Hatfield taught political science and was dean of students at Willamette University in Salem from 1949 to 1956. He married Antoinette Kuzmanich on July 8, 1958 and had four children, Elizabeth, Mark Jr., Theresa and Visko.
Hatfield began his political career in the Oregon Legislature in 1951 where he served in the House of Representatives from 1951 to 1955 and in the Senate from 1955 to 1957. He became the youngest Secretary of State in Oregon history in 1957, holding that office for two years until he was elected governor in 1958. Hatfield, a Republican, defeated the Democratic incumbent Robert D. Holmes and served as Oregon governor from January 12, 1959 to January 9, 1967.

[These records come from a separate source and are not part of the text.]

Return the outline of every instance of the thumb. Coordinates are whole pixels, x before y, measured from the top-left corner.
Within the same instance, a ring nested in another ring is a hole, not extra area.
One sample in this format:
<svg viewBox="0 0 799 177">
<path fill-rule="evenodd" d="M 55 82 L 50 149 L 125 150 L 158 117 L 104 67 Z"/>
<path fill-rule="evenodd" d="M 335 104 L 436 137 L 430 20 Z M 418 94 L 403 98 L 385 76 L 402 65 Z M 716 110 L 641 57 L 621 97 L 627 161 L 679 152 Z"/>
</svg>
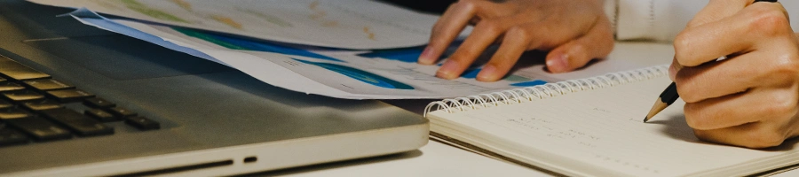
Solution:
<svg viewBox="0 0 799 177">
<path fill-rule="evenodd" d="M 705 5 L 693 16 L 693 19 L 688 21 L 687 27 L 700 26 L 732 16 L 754 2 L 755 0 L 710 0 L 708 5 Z"/>
<path fill-rule="evenodd" d="M 594 58 L 604 58 L 613 50 L 613 35 L 605 17 L 587 34 L 556 47 L 547 54 L 547 69 L 551 73 L 566 73 L 582 67 Z"/>
</svg>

Among the major accomplishments of Hatfield's administration were the passage of a tax cut in 1959, the establishment of a state-backed birth control system, the prohibition of capital punishment in the state, and the reapportionment of the state's congressional districts. Hatfield was reelected in 1962, defeating Democratic challenger Robert Y. Thornton.
Hatfield held the office of U.S. Senator from Oregon from 1967 to 1996, making him the longest serving Oregon Senator in history. He consistently voted against military appropriations, voted to end the war in Vietnam, co-sponsored a nuclear freeze resolution with Senator Edward Kennedy and called for a Code of Conduct to regulate U.S. arms sales. Senator Hatfield twice served as chairman of the powerful Appropriations Committee, a position he used to steer more than 3 billion dollars of funding for a variety of public projects in Oregon. Among the recipients were Oregon Health & Science University and the MAX light rail system in Portland. He was the second-most senior Republican Senator at the time of his retirement.
Over the years after leaving the U.S. Senate, Hatfield taught at George Fox University in Newberg and at the Hatfield School of Government at Portland State University. He also served on the Oregon Health & Science University board of directors for several years.
Numerous institutions, buildings, and public resources are named in his honor, including the Hatfield Marine Science Center in Newport, the Mark O. Hatfield Library at Willamette University in Salem, the Mark O. Hatfield United States Courthouse in Portland, and the Mark O. Hatfield Wilderness Area in the Columbia River Gorge.
He died in Portland on August 7, 2011 at the age of 89 after a long illness.